A Passage of Smoke is a 46-minute sound recording of a story about grief, suffering, risk and mental illness. It is also a story about immigration, queerness, the feeling of not-belonging to a society no matter how well-meaning, and the differential forms of recognition typically accorded white and non-white bodies in contemporary Canada. The piece foregrounds the urgency and fragility of the bonds that link us and speaks to the necessity of care and respect in all of our relations.
This story is indeed, as it claims, “true; I paid $40 and a coat for it.” And yet the money does not matter. What matters is, always, a complicated enough understanding: sometimes you have to break to know how to build.

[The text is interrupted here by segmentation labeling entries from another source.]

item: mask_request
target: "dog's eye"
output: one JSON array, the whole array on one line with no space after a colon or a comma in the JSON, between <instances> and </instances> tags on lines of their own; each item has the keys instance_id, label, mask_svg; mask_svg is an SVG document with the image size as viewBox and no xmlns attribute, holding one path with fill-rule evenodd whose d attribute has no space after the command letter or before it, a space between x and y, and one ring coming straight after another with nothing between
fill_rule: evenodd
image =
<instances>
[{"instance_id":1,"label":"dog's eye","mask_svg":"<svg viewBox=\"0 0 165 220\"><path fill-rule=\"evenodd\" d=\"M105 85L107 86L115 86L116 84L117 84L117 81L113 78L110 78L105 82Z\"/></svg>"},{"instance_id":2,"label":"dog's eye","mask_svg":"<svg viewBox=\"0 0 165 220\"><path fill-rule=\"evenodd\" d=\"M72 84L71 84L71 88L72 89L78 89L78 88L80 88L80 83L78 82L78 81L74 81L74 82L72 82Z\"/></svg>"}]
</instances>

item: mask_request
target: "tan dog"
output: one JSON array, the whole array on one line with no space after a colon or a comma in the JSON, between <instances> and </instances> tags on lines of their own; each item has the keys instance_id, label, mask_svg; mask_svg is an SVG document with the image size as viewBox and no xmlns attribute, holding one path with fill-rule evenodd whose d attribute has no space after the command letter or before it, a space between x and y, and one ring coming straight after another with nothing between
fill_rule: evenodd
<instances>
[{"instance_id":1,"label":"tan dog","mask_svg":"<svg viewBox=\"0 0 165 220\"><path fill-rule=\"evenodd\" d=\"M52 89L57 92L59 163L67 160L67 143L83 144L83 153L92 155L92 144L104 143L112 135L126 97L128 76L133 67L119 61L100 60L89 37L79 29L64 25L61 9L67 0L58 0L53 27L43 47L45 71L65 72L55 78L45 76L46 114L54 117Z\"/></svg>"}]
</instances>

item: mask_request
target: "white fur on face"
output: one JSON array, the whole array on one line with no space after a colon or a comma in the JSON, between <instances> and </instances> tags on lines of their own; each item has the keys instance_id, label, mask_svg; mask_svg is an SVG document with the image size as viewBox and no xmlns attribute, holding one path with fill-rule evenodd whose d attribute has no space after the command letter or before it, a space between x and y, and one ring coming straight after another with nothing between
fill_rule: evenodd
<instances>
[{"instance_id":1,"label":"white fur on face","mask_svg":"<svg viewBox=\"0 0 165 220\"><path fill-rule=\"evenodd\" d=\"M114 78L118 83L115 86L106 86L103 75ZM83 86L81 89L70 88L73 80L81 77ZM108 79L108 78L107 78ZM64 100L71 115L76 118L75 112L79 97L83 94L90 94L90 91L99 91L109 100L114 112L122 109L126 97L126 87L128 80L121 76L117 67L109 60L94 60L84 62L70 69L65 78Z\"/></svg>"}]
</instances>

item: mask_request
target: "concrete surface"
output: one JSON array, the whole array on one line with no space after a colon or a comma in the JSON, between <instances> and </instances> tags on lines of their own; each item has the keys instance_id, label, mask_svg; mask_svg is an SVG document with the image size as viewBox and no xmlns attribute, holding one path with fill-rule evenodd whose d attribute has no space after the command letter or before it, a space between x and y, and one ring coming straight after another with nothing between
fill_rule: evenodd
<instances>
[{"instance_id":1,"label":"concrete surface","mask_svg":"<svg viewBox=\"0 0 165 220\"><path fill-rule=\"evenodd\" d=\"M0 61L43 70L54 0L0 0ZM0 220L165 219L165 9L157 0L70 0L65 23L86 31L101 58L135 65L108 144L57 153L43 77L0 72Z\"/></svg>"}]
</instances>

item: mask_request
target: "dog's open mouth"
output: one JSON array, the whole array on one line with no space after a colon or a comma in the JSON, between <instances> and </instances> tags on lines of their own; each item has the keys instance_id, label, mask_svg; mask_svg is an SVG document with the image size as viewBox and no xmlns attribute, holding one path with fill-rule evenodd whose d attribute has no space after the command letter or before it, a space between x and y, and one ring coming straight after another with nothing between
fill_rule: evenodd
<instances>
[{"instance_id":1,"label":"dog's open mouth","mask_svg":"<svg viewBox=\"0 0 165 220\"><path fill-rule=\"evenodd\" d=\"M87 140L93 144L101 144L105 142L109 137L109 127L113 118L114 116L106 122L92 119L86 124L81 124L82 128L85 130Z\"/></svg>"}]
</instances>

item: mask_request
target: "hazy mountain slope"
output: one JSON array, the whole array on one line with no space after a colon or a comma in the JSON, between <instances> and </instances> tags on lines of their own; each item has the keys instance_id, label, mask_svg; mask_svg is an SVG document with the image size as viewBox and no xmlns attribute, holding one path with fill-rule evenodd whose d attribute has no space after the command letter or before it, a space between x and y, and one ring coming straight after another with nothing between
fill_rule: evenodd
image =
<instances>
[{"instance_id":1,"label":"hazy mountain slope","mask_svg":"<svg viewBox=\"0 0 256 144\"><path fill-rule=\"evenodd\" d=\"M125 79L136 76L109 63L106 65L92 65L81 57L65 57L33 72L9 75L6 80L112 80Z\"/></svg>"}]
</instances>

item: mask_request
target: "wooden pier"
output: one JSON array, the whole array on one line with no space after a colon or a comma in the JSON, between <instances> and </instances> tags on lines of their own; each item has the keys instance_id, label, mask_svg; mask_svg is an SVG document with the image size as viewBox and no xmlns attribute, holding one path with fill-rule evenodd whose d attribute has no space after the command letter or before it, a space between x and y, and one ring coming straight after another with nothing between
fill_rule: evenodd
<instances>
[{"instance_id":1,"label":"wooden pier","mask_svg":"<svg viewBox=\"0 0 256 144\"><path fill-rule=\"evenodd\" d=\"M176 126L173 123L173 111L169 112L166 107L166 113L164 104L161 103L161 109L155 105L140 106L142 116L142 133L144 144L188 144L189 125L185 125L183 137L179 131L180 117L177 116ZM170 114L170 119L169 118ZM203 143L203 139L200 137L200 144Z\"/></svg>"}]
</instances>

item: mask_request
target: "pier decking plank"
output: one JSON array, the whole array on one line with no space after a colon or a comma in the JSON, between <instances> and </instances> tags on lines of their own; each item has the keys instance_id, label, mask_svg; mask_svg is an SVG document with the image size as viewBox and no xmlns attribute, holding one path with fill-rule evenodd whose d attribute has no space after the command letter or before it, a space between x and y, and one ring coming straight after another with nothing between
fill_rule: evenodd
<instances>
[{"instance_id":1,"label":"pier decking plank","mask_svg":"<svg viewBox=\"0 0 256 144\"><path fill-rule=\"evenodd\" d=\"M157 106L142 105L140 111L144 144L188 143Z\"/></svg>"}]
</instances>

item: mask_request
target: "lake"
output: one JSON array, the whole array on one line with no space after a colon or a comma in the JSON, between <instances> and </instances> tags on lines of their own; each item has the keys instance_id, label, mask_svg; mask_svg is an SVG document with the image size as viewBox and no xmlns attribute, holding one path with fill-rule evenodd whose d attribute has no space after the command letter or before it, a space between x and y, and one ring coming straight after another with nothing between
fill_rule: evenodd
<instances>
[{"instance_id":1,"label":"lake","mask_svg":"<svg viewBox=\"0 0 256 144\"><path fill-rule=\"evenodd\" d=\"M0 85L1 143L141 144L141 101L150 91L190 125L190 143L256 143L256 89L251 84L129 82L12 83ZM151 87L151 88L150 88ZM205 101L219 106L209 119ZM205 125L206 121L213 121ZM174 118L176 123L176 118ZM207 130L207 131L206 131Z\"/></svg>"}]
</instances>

We humans are brittle, often shattered creatures in a brittle and ever more shattered world. Recognition of this situation is our strength, the source of our greatest honesty, if we can dare to own it and act on it. To get help for the suffering of mental illness, to be able to speak of its pressure—the way it can sit on your chest and stop up your breath, or make you feel as if anything is preferable to this sensation of wanting to jump out of your skin or pluck out your eyes—is crucial. Speaking out and getting help is the way we know we are not alone. That it is possible to rebuild a life from ruins and be conscious, not sleepwalking. With courage and the help of others, we are born, reborn and make what we can of extreme loss. Doubting, but still dreaming.